Visitors also had the option to mummify an orange. It was good fun to see people removing their oranges’ “internal organs” by hand. Some of the bandages were quite colourful which unleashed some creativity and yielded some beautiful results!
Something I have also mentioned before is that Manchester Museum is quite good in using modern technology to support their exhibitions and permanent display. They are also very active on social media. This evening was no different. The whole thing was streamed live to Periscope, so if you couldn’t make it, you could still see how the re-rolling progressed.
The animal mummy re-rolling was done by Drs Stephanie Woolham and Lidija McKnight. We were told this was their very first attempt at creating an animal mummy, but they could have fooled me. Not only did they manage in the few hours they had, the result is amazing.
This may also be the moment to explain that no real animal was used.

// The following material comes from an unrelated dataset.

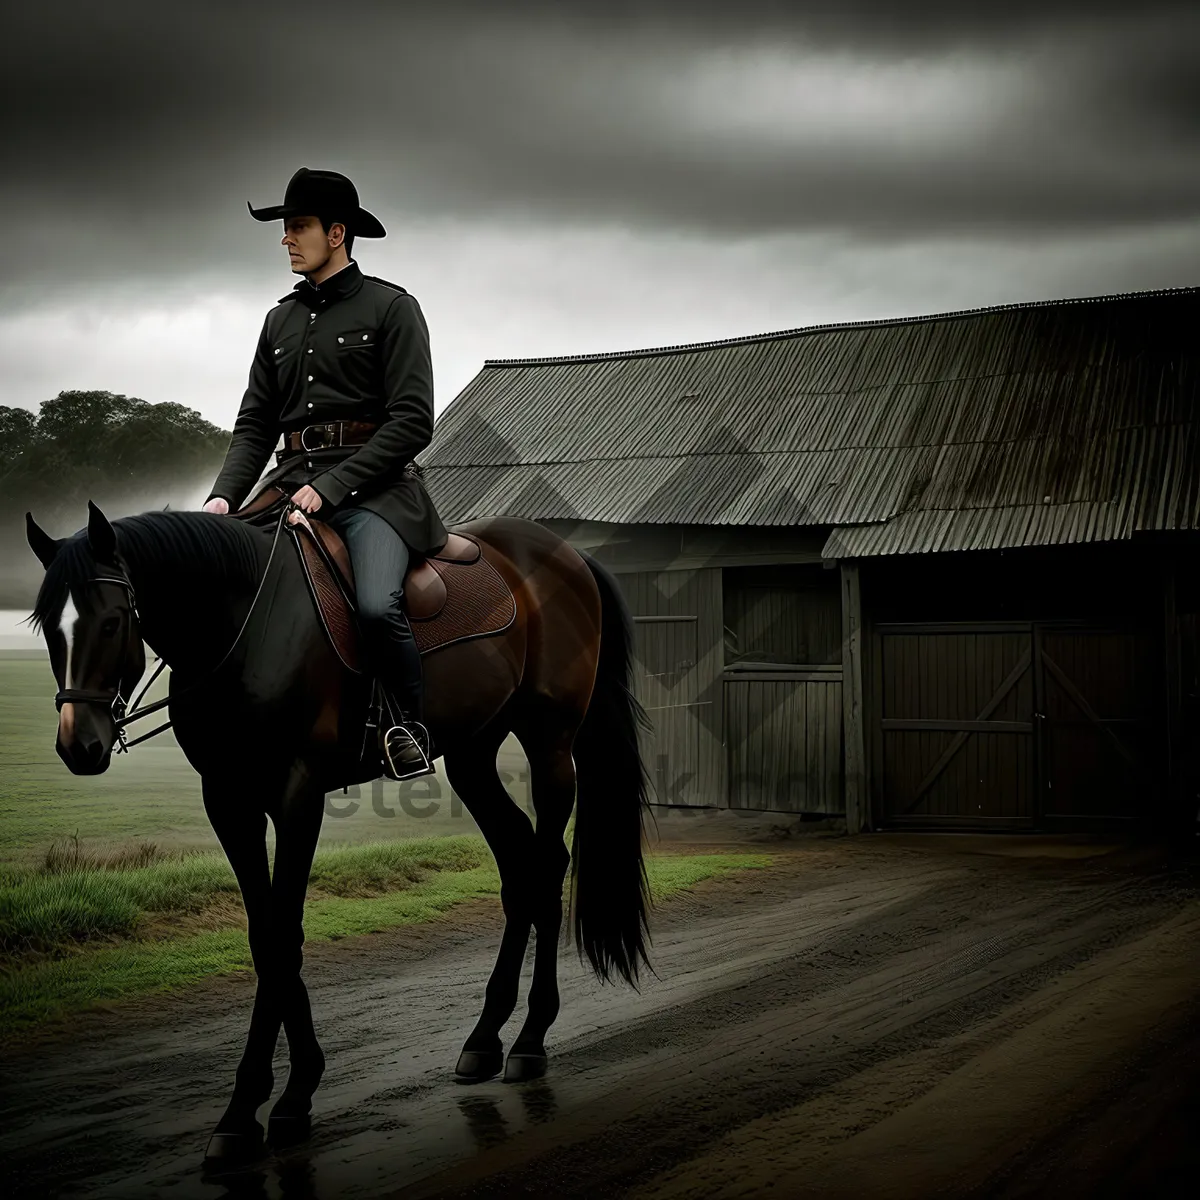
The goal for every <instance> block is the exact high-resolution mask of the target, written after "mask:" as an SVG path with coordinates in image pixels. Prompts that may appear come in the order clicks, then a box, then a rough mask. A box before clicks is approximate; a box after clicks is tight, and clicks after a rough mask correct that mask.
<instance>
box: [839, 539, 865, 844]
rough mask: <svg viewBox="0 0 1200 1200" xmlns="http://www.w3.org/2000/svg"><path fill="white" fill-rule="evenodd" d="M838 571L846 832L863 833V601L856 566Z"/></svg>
mask: <svg viewBox="0 0 1200 1200" xmlns="http://www.w3.org/2000/svg"><path fill="white" fill-rule="evenodd" d="M839 568H840V571H841V629H842V652H841V672H842V673H841V679H842V682H841V702H842V709H841V712H842V725H844V734H842V746H844V754H845V760H846V766H845V787H846V832H847V833H852V834H856V833H862V832H863V827H864V824H865V815H866V745H865V743H864V740H863V602H862V593H860V590H859V578H858V563H845V562H844V563H841V564H839Z"/></svg>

In my previous post about the temporary exhibition I did mention the book that goes with it. I have now bought this book and, even though I still have to read it completely, I am quite enthusiastic about it. It’s a comprehensive book with many articles by a variety of people. It covers the entire path an animal mummy could take: from ancient Egypt to the excavations in the 19th century (and beyond), to private collections, to museum collections, to the wonderful uses (fertiliser?), to previous and current research. If you are interested in animal mummies this is certainly a book I would recommend, simply because it covers so much. Oh, the bibliography is seven (!) pages, so this book may just serve as a brilliant starting point for very extensive study, if you’re so inclined, of course. I know I am.
Gifts for the Gods: Animal Mummies Revealed will be at the Manchester Museum until 17 April 2016.
After that it will go to Kelvingrove Art Gallery and Museum, Glasgow (May-September 2016) and finally to World Museum, Liverpool (October 2016-March 2017).